Christophe Castaner a dit avoir déjà réagi et est revenu sur la refonte de la doctrine de maintien de l'ordre. "J’ai attendu que nous soyons à froid pour mettre à plat le schéma national d’ordre public. Je suis prêt à revoir la totalité de l’ordre public en France", a-t-il affirmé. Avant d'ajouter: "Je n’ai aucun tabou". Aucun tabou mais il s'agirait visiblement de ne pas toucher au lanceur de balle de défense (LBD):

"L’usage du LBD, ce que je sais, c’est que chaque jour il est utile pour protéger les policiers. Si on pouvait apprendre aux policiers à attraper les voleurs en jouant à chat en leur tapant sur l’épaule, j’y serais très favorable, mais ce n’est la réalité. Si vous n’avez pas le LBD, vous avez un problème, il ne reste plus que l’arme administrative".

Le ministre a cependant nuancé: "Dans les manifestations il faut des gens mieux formés à l’usage du LBD et à d’autres types d’armes. Il faut une meilleure formation. Je réunirai à nouveau les experts dans les semaines qui viennent". Christophe Castaner a aussi observé: "Il y a eu des blessés dans les deux camps et tous les blessés sont des blessés de trop". 

Le ministre évoque les morts de Zineb et Steve 

Le ministre de l'Intérieur a par ailleurs évoqué deux morts particulièrement controversées. D'abord celle de la Marseillaise Zineb Redouane, cette octogénaire morte à l'hôpital le 2 décembre après qu'elle a été blessée chez elle par une grenade lacrymogène.

"L'enquête se poursuit. Il y a eu un tir de lacrymogène contre les manifestants, et c’est un tir certainement en cloche, et une grenade lacrymogène est tombée sur le balcon, blessant gravement Zineb Redouane qui, du coup, est décédée d’un choc opératoire. C’est très grave, elle est morte, mais qu’on n’accuse pas la police d’avoir tué quelqu’un", a jugé Christophe Castaner. 

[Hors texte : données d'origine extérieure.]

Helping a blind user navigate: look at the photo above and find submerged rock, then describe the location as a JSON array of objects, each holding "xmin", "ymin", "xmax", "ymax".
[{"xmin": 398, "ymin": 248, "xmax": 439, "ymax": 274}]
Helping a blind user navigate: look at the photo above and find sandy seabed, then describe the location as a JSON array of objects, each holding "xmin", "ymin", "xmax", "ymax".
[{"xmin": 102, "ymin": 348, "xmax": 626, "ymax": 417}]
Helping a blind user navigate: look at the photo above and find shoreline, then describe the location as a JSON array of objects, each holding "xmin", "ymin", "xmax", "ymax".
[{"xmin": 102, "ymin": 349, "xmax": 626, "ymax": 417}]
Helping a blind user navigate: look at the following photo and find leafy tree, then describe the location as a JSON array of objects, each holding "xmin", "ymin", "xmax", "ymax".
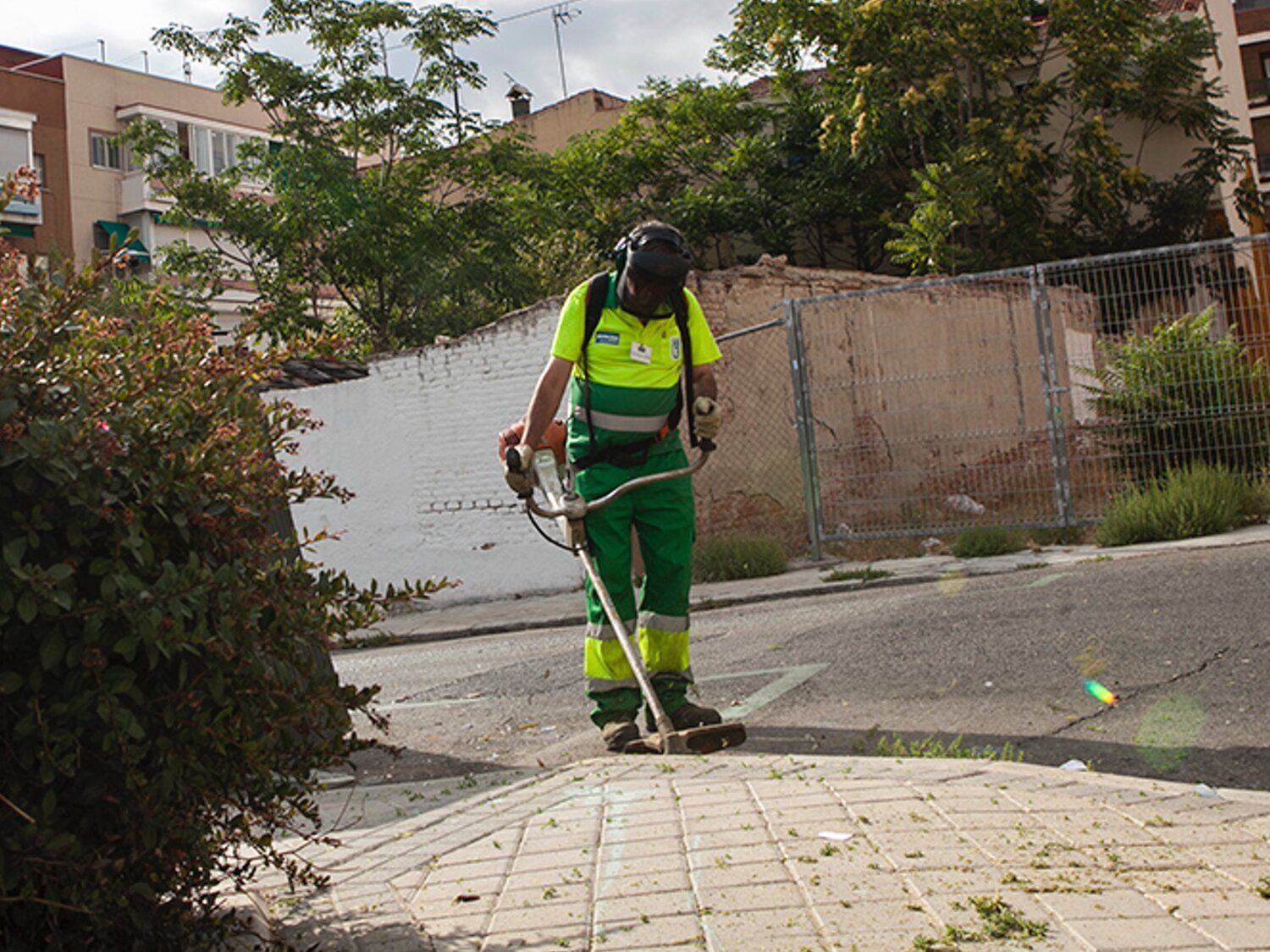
[
  {"xmin": 136, "ymin": 0, "xmax": 559, "ymax": 349},
  {"xmin": 0, "ymin": 175, "xmax": 439, "ymax": 952},
  {"xmin": 544, "ymin": 79, "xmax": 902, "ymax": 267},
  {"xmin": 1089, "ymin": 307, "xmax": 1270, "ymax": 484},
  {"xmin": 711, "ymin": 0, "xmax": 1245, "ymax": 272}
]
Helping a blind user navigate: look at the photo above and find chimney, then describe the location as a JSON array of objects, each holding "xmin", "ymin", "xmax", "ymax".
[{"xmin": 507, "ymin": 83, "xmax": 533, "ymax": 119}]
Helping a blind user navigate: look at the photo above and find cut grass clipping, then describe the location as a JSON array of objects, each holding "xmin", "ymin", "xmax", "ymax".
[
  {"xmin": 820, "ymin": 565, "xmax": 896, "ymax": 581},
  {"xmin": 1094, "ymin": 464, "xmax": 1270, "ymax": 546},
  {"xmin": 914, "ymin": 896, "xmax": 1049, "ymax": 952},
  {"xmin": 874, "ymin": 734, "xmax": 1024, "ymax": 763},
  {"xmin": 693, "ymin": 535, "xmax": 789, "ymax": 581},
  {"xmin": 952, "ymin": 526, "xmax": 1024, "ymax": 559}
]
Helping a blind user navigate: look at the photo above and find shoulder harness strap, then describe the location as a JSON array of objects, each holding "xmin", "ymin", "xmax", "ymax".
[{"xmin": 574, "ymin": 272, "xmax": 698, "ymax": 472}]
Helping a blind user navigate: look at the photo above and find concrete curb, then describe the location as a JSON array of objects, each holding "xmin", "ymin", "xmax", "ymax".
[{"xmin": 342, "ymin": 526, "xmax": 1270, "ymax": 649}]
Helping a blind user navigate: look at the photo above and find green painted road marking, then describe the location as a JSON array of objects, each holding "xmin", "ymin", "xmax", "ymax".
[
  {"xmin": 1028, "ymin": 573, "xmax": 1071, "ymax": 589},
  {"xmin": 698, "ymin": 664, "xmax": 830, "ymax": 721}
]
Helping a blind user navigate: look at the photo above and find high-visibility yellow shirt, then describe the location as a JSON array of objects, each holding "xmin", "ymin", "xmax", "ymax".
[{"xmin": 551, "ymin": 274, "xmax": 721, "ymax": 457}]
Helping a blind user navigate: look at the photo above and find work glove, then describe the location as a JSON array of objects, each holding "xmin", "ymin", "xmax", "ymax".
[
  {"xmin": 693, "ymin": 398, "xmax": 723, "ymax": 443},
  {"xmin": 503, "ymin": 443, "xmax": 533, "ymax": 499}
]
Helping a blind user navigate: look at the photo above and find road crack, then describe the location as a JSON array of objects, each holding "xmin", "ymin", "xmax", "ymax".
[{"xmin": 1041, "ymin": 641, "xmax": 1229, "ymax": 738}]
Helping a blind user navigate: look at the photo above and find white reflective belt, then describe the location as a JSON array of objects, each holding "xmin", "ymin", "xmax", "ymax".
[{"xmin": 573, "ymin": 406, "xmax": 670, "ymax": 433}]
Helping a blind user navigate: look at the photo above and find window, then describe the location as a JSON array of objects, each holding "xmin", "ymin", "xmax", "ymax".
[
  {"xmin": 213, "ymin": 132, "xmax": 238, "ymax": 175},
  {"xmin": 0, "ymin": 126, "xmax": 30, "ymax": 175},
  {"xmin": 88, "ymin": 132, "xmax": 124, "ymax": 172},
  {"xmin": 190, "ymin": 126, "xmax": 213, "ymax": 174}
]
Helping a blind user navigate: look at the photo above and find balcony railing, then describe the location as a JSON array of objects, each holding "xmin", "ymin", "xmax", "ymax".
[{"xmin": 0, "ymin": 197, "xmax": 45, "ymax": 225}]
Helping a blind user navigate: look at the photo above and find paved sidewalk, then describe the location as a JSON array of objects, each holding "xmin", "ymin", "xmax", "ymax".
[
  {"xmin": 240, "ymin": 751, "xmax": 1270, "ymax": 952},
  {"xmin": 370, "ymin": 526, "xmax": 1270, "ymax": 642},
  {"xmin": 241, "ymin": 526, "xmax": 1270, "ymax": 952}
]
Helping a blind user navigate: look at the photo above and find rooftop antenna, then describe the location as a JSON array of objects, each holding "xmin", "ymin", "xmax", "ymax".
[{"xmin": 551, "ymin": 2, "xmax": 582, "ymax": 99}]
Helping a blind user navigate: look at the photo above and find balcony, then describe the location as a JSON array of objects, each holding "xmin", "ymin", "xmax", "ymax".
[
  {"xmin": 119, "ymin": 172, "xmax": 172, "ymax": 215},
  {"xmin": 0, "ymin": 195, "xmax": 45, "ymax": 238}
]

Le locataire de la Place Beauvau a aussi été interrogé sur Steve Maia Caniço, disparu le soir de la fête de la Musique à Nantes au cours d'une intervention de la police et retrouvé dans la Loire quelques semaines plus tard. "Dès le mardi suivant la fête de la Musique, j’ai pris la parole devant l’Assemblée nationale et j’ai moi-même évoqué la possibilité d’un lien avec l'intervention policière. Il appartient à l’enquête de le déterminer", a-t-il assuré.

L'ex-maire de Forcalquier, indiquant qu'il attendait désormais les conclusions de l'enquête de l'Inspection générale de l'administration (IGA), a enchaîné: "Il y a une intervention qui interroge et l’enquête de l’IGPN montre qu’elle interroge".